Question

The rms velocities of ${\rm{C}}{{\rm{O}}_{\rm{2}}}$ at a temperature T (in Kelvin) is x cm/sec. At what temperature (in Kelvin) the rms velocity of nitrous oxide would be $4x\,cm/\sec $:

A.16 T
B.2T
C.4T
D.32T

Answer 1

Hint:We know that, root mean square velocity is the square root of means of square of speeds of the different molecules in a gas at a given temperature. Here, we have to use the formula of root mean speed, ${U_{RMS}} = \sqrt {\dfrac{{3RT}}{M}} $ to calculate temperature of nitrous oxide.

Complete step by step answer:Here, rms velocities of carbon dioxide and nitrous oxide are given. Also, the temperature of carbon dioxide is given as T and the temperature of nitrous oxide needs to be calculated. So, if we use the root mean square speed equation of the two gases, then we can easily calculate the temperature of nitrous oxide using the rms speed, temperature and molar masses of the gases.

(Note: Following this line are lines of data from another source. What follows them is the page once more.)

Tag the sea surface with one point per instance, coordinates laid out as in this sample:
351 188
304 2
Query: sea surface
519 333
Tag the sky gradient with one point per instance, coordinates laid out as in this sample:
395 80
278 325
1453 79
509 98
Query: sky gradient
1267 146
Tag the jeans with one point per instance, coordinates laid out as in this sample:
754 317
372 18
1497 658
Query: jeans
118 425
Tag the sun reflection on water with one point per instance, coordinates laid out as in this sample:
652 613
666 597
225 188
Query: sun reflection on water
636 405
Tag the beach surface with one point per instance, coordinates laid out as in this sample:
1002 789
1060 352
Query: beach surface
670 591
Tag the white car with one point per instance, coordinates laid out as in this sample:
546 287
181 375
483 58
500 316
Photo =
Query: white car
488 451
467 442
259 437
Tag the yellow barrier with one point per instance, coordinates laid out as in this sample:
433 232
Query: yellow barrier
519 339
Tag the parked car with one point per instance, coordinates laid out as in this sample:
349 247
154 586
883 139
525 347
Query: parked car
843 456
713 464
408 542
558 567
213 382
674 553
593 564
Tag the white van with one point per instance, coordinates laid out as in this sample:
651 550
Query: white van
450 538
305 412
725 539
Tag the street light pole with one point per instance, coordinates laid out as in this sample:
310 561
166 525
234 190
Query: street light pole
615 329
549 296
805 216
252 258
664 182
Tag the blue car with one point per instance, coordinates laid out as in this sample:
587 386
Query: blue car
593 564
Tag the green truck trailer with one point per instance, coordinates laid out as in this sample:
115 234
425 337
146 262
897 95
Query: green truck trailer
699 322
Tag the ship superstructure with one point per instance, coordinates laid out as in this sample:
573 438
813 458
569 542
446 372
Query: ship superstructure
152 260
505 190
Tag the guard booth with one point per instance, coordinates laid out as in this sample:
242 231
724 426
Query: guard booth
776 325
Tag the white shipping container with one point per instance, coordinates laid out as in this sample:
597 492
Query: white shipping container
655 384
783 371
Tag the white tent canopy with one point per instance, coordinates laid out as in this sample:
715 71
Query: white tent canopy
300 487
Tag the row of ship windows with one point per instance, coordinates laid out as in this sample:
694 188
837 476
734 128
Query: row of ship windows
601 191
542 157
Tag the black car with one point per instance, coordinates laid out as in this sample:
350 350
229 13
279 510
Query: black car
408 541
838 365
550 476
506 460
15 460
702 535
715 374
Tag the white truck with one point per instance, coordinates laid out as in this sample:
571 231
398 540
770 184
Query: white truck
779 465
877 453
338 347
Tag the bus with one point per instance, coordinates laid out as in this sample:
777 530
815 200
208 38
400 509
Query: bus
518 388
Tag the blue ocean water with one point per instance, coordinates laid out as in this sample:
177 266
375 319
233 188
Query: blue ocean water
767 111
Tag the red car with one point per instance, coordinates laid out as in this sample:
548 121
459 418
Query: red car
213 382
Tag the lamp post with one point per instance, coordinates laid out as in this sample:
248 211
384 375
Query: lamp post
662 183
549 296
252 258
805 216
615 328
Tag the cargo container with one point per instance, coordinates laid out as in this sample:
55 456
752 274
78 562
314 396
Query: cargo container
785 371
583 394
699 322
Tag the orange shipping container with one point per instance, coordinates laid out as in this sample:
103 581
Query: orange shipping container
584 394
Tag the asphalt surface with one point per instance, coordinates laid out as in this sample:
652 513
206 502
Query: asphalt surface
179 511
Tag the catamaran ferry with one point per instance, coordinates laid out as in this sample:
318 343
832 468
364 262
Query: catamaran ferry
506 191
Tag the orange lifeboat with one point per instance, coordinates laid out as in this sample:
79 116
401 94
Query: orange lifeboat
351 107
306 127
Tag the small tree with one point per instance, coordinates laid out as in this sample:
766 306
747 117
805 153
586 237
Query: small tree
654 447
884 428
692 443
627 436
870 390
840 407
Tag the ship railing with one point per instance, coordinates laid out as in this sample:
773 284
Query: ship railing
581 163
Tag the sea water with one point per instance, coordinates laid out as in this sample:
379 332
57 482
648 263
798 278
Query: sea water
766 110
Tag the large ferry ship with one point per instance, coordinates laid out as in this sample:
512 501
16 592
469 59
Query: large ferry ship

We know that, formula of the root mean square speed is,

${U_{RMS}} = \sqrt {\dfrac{{3RT}}{M}} $


Where, ${U_{RMS}}$ is the root mean square speed, R is gas constant, T is temperature and M is molar mass of the gas.

As the value of 3R is constant in the root mean square speed formula, we can say that,

${U_{RMS}}\alpha \sqrt {\dfrac{T}{M}} $


For the mixture of two gases namely, carbon dioxide $\left( {{\rm{C}}{{\rm{O}}_{\rm{2}}}} \right)$and nitrous oxide $\left( {{{\rm{N}}_{\rm{2}}}{\rm{O}}} \right)$ , root mean square equation is,

$\dfrac{{{U_{RMS\,({\rm{C}}{{\rm{O}}_{\rm{2}}})}}}}{{{U_{RMS\left( {{{\rm{N}}_{\rm{2}}}{\rm{O}}} \right)}}}} = \sqrt {\dfrac{{{T_{{\rm{C}}{{\rm{O}}_{\rm{2}}}}}}}{{{M_{{\rm{C}}{{\rm{O}}_{\rm{2}}}}}}} \times \dfrac{{{M_{{{\rm{N}}_2}{\rm{O}}}}}}{{{T_{{{\rm{N}}_2}{\rm{O}}}}}}} $
               …… (1)


Given that RMS of ${\rm{C}}{{\rm{O}}_{\rm{2}}}$ at T (in Kelvin) is x cm/sec and RMS of ${{\rm{N}}_2}{\rm{O}}$ at ${T_{{{\rm{N}}_{\rm{2}}}{\rm{O}}}}$ (in Kelvin) is 4x cm/sec.

Now, we have to calculate the molar mass of both the gases namely, nitrous oxide and carbon dioxide.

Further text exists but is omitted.